I’d heard Dad and her argue about it and he’d said, “I’m going to take that stuff and flush it down the toilet, I swear to God,” and Mom had said, “Don’t you dare.”
Now, as we sat by the fire, I thought that I could wait until she fell asleep and then throw her tobacco into the fire. She’d be mad, but in a few hours, she’d come back to normal. Or it might take a few days.
“I think we need to walk out,” she said. “I think we need to walk out now.”
“We can’t walk out. Someone has to be here when Dad comes back.” I could feel my tears rising again. “I’m not leaving,” I said, and I knew I sounded like a baby.
“This is going to sound crazy,” Mom said, standing up and taking a few steps away from the fire.
I held my breath. Then don’t say it, I prayed. I squeezed my eyes shut. I didn’t want to hear it.
“I can’t see a thing.”
“Wait till your eyes get used to the dark.”
She walked a little farther from the fire and I could see her scanning the woods, for what, I didn’t know.
“Mom.”
“Listen.”
“Mom, come back to the fire.”
“No. I can’t hear anything when I’m sitting by the fire.”
“You don’t need to hear anything. If Dad comes back this way we’ll hear him coming. He’ll call our names.”
She stood there listening. The fire popped and spat a burning ember onto the dirt. I crushed it out with my foot. I could feel the fear bubbling up in my chest like a pot about to boil over. I took deep breaths to try to push it down.
I wanted to distract Mom from whatever crazy worry she’d been imagining. But before I could say anything her voice came out of the dark.
“It feels like we’re part of some kind of experiment.”
I waited for her to laugh, the way you do when you’ve let someone else hear the crazy thing you’ve been thinking about that you know is ridiculous. But she didn’t laugh. So I did instead.
“Yeah,” I said. “Maybe we’re in an A&W commercial and someone’s going to pop out of the woods any minute with two Teen Burgers.”
“Shh!” Mom’s sharp voice came from the dark. Then there was silence except for the crackle and hiss of the fire. Then, booming clear and close came the hoot of an owl—
Who cooks? Who cooks? Who cooks for you-all? Three times. It was the same kind of owl we heard at Grandma’s cabin at Gem Lake, and hearing it now was not scary, at least not to me, because it made me think of Grandma.
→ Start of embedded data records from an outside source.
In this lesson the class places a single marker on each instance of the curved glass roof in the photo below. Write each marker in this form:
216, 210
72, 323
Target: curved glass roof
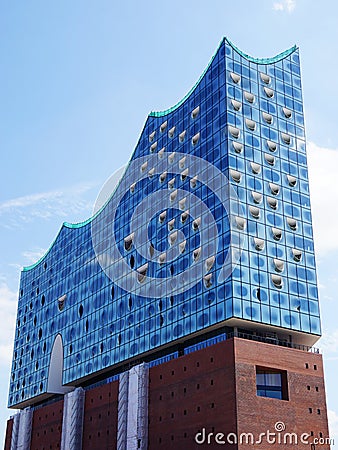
271, 60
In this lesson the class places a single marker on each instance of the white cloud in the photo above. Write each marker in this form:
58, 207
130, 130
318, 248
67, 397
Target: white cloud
59, 203
333, 425
323, 163
32, 256
329, 342
285, 5
8, 304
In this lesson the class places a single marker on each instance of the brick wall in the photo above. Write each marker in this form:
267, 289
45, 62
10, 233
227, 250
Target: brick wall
100, 417
190, 393
47, 426
305, 388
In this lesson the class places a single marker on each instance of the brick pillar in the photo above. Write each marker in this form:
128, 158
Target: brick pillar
132, 422
72, 421
22, 430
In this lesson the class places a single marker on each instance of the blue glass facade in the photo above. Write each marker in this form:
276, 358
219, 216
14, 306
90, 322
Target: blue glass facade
253, 251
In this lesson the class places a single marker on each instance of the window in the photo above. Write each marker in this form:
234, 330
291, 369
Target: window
279, 265
238, 147
234, 131
195, 138
274, 188
291, 180
272, 202
235, 77
271, 145
236, 105
153, 147
256, 168
182, 135
265, 78
152, 136
240, 222
271, 383
267, 117
269, 159
277, 233
292, 223
254, 211
163, 176
249, 97
163, 126
257, 197
61, 302
259, 243
195, 112
286, 138
277, 281
268, 92
287, 113
297, 254
171, 132
235, 175
251, 125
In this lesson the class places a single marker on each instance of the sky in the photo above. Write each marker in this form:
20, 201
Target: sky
78, 80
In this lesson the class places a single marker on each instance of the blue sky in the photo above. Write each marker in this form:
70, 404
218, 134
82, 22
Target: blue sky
77, 82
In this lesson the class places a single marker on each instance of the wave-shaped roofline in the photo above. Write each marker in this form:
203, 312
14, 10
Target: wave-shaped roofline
263, 61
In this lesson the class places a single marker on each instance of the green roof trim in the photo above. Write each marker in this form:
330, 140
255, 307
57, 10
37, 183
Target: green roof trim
164, 113
168, 111
263, 60
244, 55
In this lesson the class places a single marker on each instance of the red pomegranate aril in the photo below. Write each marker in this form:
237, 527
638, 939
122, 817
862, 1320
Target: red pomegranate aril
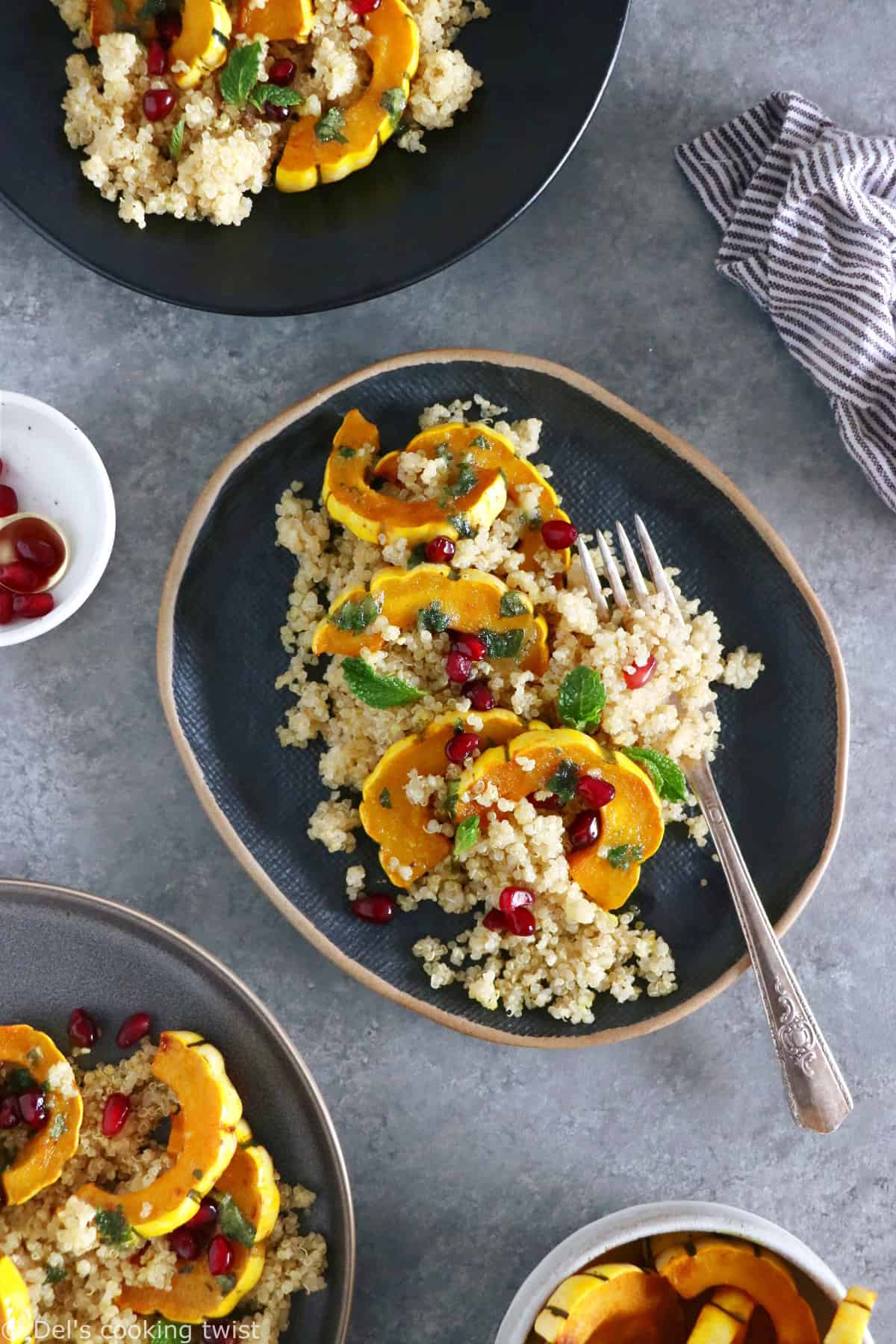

“Like that,” Mom whispered, so softly it was almost to herself. “Was that a real owl?”
I could almost hear Grandma’s voice, speaking softly in my ear. She would remind me that when Mom had her “episodes,” we could all be pulled in to her strange way of seeing things. But what was happening to Mom was not what was real. Remember that. I had to remember that if we were going to…if we were going to survive. And I thought that a hard thing—being out here, waiting—had just gotten even harder.